Aunt Sally's makes me think of a happy baker, a cook, a lady who knows her arincini from pudding rice, but it is also the name of Usain Bolt's grandmother who cooks exceptional Caribbean food in his city of birth, and the name of the takeaway at the edge of the city.
Ruskin street - at the top end of Corporation street - isn't the most happening area of town, but it has been given a much-need slap on the behind by Aunt Sally's Caribbean takeaway who are to thank for the incredible flavours and scents, wafting up the street. There is no doubt Caribbean flavours transports you to memorable times with your loved ones; the memories in Bristol where the West Indian food scene is heavy, or perhaps when you tried it for the first time in the Caribbean on holiday, or maybe, (as I most find), it takes you back to that party you were invited to, which was catered for by the family hosts, and you've never tried such tender, flaky meat in your life.
Situated left of the Colmore row Business District and round the corner from landmarks like the children's hospital, Aston University, and Matthew Boulton it's ever so slightly hidden because it's not the most central takeaway. The location doesn't do much for business, but if you happen to drop into Aunt Sally's, it will be the best decision you've made.
Familiar foods work, they sell, they're popular, and people like them because they're nice, thus Aunt Sally's sell traditional Caribbean food: jerk chicken, ackee and saltfish, saltfish fritters, dumplings, festivals, steamed vegetables, and cow foot. My nanny cooks pigs trotters and cows feet with berlotti beans and turns what I would never consider into a sumptuous rich gravy with flakes of meat making each mouthful a delight.

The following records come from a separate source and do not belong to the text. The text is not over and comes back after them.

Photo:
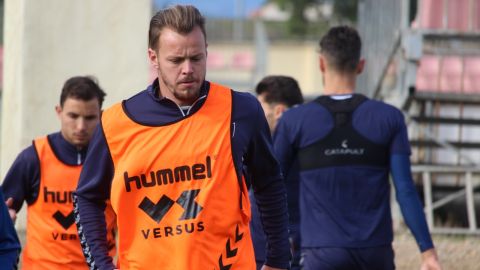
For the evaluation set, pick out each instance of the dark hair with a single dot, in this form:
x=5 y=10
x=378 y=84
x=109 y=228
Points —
x=341 y=46
x=180 y=18
x=280 y=89
x=82 y=87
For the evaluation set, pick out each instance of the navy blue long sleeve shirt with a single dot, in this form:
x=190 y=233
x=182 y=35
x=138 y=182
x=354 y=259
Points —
x=22 y=181
x=251 y=148
x=9 y=244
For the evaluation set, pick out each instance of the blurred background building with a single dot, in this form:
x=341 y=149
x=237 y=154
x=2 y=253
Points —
x=423 y=56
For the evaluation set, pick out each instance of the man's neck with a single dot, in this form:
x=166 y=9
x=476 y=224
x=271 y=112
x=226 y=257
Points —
x=335 y=84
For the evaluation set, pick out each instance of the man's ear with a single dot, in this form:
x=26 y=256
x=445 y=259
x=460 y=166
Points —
x=58 y=110
x=152 y=56
x=278 y=110
x=322 y=63
x=360 y=66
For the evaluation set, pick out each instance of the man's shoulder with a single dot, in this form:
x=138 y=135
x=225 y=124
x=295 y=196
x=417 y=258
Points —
x=382 y=108
x=303 y=110
x=245 y=101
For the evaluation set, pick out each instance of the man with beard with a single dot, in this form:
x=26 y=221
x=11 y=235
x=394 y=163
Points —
x=170 y=159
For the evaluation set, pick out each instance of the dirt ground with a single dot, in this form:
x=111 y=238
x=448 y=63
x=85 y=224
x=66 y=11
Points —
x=455 y=252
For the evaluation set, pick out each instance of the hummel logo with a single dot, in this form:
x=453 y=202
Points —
x=229 y=251
x=65 y=221
x=186 y=200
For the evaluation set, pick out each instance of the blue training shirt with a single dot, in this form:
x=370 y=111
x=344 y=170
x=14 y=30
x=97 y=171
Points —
x=349 y=205
x=22 y=181
x=9 y=243
x=251 y=148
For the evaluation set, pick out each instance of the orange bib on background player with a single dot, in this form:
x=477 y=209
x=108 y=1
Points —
x=176 y=193
x=52 y=239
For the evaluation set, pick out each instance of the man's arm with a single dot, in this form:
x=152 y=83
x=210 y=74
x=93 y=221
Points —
x=9 y=244
x=412 y=210
x=89 y=201
x=22 y=181
x=269 y=191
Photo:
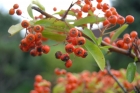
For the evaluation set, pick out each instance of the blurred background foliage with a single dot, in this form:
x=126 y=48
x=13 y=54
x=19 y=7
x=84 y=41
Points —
x=17 y=69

Amazingly Aunt Sally's do the same.
Their sides are a little more adventurous, however, compared to other Caribbean takeaways in the city. They sell banana fritters (an acquired taste), steamed green banana and they have a larger fish selection than other shops: red bream, snapper, and mackerel, are available when you want something else other than meat.
The price is always the sting in the tail, and you can't fault high quality food when it comes with a large price tag, but Aunt Sally's seem to be doing quite the opposite. For a 'medium' meal of rice, one piece of chicken with sauce and vegetables they charge £3.50, for a 'large' £5.00 and the sides start from 50p (!) On average you'll probably spend about £6.00 for a meal and drink, and a side. Considering the portions and quality of the food from other takeaways in town, Aunt Sally's is a near-bargain.
It's really not the price that has kept me coming back though - their dumplings are a serious contender for another takeaway in town. While they're not as large, the smaller bites make very good substitutes, especially if you can't make it to the other shop (who charge more).
What also sets Aunt Sally's apart from the competition is the variety of beverages. Instead of popular carbonated cans in the fridge, they sell traditional Caribbean drinks from Tropical Sun, Grace and Bigga Juice, but it's their home-made drinks (including carrot juice), which are a true taste of the Caribbean.
Ever since I was little my Jamaican grandparents have made what they call 'carrot juice', which is a beer and carrot based drink that I never understood. Now I see the drinks and look on with (what I hope), a wistful smile. Carrot juice is, again, an acquired taste, but it's a home-made delicacy you can't buy in supermarkets, and a fine example of the drinks made on West Indian soil.
Service-wise there are only two members of staff in the takeaway at any one time: one chef, one taking and processing orders. It's simple, stripped back, but it works. It's only a small shop, but don't let that put you off, Aunt Sally's is a chip off the old block, and serves very good food that I am proud to put my name against. If anyone asks, say I sent you.